Using Material Created By Others In My Thesis Or Dissertation

A common misconception that students have is that all material used in their thesis or dissertation has to be 100% their own original writing or work. However, this is far from the truth and a lot of leniency is offered in terms of allowing students to include material created by others.

There are two main ways in which you can include material that is not your own: either through supplemental material that is used in helping to understand your thesis, or directly as part of your thesis paper. In this article, we will explain how to use material not originally created by you in both your thesis and as part of your supplemental material.


You are offered significant leeway in terms of being able to include material that is not your own in your thesis. However, there is a caveat to this and that is the fact that everything that is not written by you must be referenced clearly.

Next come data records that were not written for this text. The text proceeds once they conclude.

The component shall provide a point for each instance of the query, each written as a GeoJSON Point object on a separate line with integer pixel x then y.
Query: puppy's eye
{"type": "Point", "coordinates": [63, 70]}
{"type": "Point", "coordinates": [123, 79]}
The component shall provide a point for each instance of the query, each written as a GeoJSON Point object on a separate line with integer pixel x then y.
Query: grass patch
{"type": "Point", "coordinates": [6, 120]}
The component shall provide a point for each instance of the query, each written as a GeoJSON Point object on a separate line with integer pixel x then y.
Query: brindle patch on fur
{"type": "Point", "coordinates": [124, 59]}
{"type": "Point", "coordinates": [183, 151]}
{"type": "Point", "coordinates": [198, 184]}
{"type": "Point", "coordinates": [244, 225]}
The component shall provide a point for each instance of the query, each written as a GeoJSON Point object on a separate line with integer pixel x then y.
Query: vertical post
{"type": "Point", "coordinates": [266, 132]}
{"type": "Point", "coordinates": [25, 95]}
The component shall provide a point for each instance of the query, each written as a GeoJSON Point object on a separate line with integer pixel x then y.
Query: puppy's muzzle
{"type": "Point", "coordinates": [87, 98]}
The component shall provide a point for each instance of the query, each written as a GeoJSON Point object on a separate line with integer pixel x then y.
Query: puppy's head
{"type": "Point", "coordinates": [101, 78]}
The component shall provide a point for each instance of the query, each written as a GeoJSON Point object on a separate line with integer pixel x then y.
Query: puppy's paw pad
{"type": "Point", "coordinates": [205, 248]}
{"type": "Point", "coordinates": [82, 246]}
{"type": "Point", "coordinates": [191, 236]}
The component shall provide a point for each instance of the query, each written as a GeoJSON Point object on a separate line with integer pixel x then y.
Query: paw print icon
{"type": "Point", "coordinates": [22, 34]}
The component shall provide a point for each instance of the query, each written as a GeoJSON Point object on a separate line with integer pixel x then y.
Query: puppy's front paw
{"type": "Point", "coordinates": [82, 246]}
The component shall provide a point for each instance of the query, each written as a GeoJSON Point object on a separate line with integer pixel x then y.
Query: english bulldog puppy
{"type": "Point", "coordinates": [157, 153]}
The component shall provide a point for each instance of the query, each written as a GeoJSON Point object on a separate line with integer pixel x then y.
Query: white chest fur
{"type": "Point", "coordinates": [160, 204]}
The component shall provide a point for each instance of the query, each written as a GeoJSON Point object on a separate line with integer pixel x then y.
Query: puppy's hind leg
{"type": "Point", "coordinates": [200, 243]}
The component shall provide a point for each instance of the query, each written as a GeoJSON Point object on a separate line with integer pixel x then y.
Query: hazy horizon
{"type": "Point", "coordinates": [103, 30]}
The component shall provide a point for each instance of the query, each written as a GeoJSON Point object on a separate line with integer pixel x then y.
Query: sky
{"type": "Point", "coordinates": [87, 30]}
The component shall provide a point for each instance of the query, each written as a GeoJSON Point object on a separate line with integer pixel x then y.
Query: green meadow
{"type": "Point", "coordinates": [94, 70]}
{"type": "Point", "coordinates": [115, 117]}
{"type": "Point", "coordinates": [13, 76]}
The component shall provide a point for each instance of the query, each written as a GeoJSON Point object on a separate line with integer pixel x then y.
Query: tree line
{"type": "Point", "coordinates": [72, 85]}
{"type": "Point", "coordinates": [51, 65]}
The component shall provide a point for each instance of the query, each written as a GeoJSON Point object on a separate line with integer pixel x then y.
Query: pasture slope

Now, every institution has its own policy on referencing, however, by far and large, the most common system of referencing used is the Harvard referencing system. In this referencing system, you must mark any text you have included as not your own by a sub or superscript.

Then, a reference is made below the made the page, giving the reader some brief information on the reference. This must be done for every piece of text you have included that is not your own writing. This cannot be stressed enough, as the standards for referencing work is very strict in higher education and failure to reference everything properly can lead to plagiarism claims.

Once you have created this reference, it is time to make a bibliography page. In the bibliography, you will include further details on the reference, such as author name, name of the book, page numbers and date of publishing.

Supplemental Material

As you may be aware, you are also allowed to submit supplemental material with your thesis. These are usually in the form of audio or visual files. Again, you are allowed to use material created by others for supplemental material. However, when handing in your supplemental material, you must include written permission by the owner to allow you to use this material. Furthermore, if the material is under third party software, then you must provide written permission to distribute it.

As you can see, students are permitted to use material not created by themselves, however, strict referencing must be adhered to and, when submitting supplemental material, you must provide the necessary permissions by the owners of the material allowing you to use their work. We hope that this article has given you insight into the strict referencing standards that need to be adhered to.